Her hand slid from his shoulder and she took a hesitant step back. "It wasn't supposed to happen like this. I was only --"
"I don't want to hear it right now, okay? I really don't."
He stood there, staring through the heat haze at a distant metal building and the abandoned oil derricks beyond.
"Do you think he's still in there?" Jenna said.
He shrugged. "If he gets cell reception, Jonas would have called him by now. Maybe they're long gone. Or maybe they're waiting for us."
He pulled the pistol from his waistband and gazed down at it for a moment before fixing again on the distant building. "All I know is if I'm going to crash and burn, I'm fucking taking him with me."
Since the building had no windows and only one flimsy door, they had few options. Jenna grabbed Erin's arm as he stepped in front of the door, but he pulled away and slammed a foot into it. It buckled and he jumped through, holding his pistol in front of him with both hands, a technique derived entirely from the hundreds of cop shows he'd watched as a kid.
Not that he expected it to matter much. Most likely, Teague and Udo were hidden and ready for him, their crosshairs lined up on his chest. But what else could he do?
Jenna slipped in behind him holding Jonas's pistol in a similar fashion, though as far as he knew, she'd never fired a gun.
The inside of the building was a jumble of tables, overturned chairs, and wrecked research equipment. Erin continued to search for movement, peering over the sights of his pistol as he swept it back and forth across the room. Everything was still, until he spotted Jenna moving along the wall to a door at the rear.
"What are you doing?" he whispered loudly. "Get back here."
She ignored him, continuing silently forward and then jumping through the door. He ran after her through the debris and found her standing in a similarly wrecked room with her gun now hanging loosely at her side.
"Empty," she said.
He took a moment to examine the interior of the warehouse more closely. It was even more torn apart than he'd first thought. Drawers were lying upside down on the floor surrounded by broken glass, microscopes looked as if they'd been beaten with hammers, and the door had been ripped off a large incubator at the back.

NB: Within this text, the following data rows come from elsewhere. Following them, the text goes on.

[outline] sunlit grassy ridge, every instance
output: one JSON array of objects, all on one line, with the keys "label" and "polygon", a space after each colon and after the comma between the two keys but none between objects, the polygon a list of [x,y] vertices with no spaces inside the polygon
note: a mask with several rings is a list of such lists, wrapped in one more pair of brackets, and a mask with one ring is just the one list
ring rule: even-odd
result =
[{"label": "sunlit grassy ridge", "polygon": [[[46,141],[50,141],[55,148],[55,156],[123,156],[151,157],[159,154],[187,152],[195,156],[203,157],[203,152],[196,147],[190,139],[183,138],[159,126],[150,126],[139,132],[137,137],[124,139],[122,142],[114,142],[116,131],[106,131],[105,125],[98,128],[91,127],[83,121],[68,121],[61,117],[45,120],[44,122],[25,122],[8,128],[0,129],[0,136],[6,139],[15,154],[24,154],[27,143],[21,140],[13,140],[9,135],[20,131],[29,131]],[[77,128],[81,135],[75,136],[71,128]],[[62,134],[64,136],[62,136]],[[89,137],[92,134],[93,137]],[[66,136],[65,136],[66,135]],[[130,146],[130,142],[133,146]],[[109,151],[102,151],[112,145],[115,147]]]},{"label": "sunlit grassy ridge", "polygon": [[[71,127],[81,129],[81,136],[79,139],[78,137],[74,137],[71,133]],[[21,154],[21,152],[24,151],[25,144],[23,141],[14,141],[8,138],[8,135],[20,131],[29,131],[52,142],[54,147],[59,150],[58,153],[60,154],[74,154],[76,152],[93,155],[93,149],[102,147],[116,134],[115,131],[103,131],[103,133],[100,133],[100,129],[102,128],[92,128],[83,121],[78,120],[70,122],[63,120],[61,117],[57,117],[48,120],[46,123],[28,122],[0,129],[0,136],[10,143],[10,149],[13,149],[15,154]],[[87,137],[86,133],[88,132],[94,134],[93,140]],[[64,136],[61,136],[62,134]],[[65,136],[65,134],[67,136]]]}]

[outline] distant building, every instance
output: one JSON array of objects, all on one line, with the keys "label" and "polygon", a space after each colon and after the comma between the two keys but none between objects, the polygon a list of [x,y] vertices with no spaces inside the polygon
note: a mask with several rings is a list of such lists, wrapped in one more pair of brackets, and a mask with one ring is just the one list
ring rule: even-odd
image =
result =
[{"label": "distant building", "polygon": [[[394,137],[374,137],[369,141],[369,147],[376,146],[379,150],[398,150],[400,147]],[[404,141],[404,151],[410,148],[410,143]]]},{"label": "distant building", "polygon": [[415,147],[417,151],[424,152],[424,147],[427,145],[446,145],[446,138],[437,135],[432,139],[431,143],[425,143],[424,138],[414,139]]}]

The refrigerator looked undamaged, though, and he opened it, reaching for one of the beers at the back. German. Big surprise.
"What's with the drinking?" Jenna said. "I thought you'd given it up for good."

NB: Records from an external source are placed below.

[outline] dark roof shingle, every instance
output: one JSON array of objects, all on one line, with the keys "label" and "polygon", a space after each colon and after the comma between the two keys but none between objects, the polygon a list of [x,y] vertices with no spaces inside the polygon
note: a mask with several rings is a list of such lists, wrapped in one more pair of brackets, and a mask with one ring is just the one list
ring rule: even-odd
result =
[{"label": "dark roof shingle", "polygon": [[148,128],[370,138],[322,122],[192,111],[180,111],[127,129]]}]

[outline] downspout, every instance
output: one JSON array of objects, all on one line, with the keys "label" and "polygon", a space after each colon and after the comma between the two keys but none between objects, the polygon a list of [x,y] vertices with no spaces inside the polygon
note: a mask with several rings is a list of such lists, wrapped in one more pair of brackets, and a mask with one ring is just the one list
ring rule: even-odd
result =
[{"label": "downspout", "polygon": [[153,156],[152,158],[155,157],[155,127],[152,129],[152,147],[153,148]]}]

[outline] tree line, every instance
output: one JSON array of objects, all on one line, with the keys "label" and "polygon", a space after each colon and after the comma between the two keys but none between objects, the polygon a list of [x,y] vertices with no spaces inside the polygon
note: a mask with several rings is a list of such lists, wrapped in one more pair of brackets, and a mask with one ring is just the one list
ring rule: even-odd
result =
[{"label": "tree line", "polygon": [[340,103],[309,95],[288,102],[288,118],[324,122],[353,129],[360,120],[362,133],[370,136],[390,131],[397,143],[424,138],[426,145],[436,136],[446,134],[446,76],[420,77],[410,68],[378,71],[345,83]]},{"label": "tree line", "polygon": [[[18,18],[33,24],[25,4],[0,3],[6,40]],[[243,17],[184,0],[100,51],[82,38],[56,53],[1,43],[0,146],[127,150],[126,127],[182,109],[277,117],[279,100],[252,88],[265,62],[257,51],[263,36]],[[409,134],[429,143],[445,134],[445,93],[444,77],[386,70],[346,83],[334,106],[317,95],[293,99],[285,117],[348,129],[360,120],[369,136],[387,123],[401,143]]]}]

"Me too," he said, deftly using the edge of a counter to pop the top off.
There were three televisions still intact in the back room and he found the remote to one of them on the floor. He pressed the POWER button and was suddenly faced with himself. Or more precisely, a photo from his college yearbook -- probably the only thing the media had access to at this point. Kind of ironic, really. All the people who had turned on him after his book was published were probably now closing ranks and telling the reporters to fuck off.
He launched the bottle in his hand at the television, smashing the screen in a spectacular spray of foam and sparks. But it didn't make him feel any better. Not even a little.
When he turned back into the main part of the warehouse, he found Jenna tossing the beer she'd found in the refrigerator out the door.
"What the hell are you doing?" he said, running toward her.
"Someone left in a hurry," she replied, arcing the last bottle through the air and watching it shatter on the rocky ground outside. "All the computers have their hard drives torn out and the filing cabinets are empty. That pile of ashes we saw outside is probably what's left of their documents."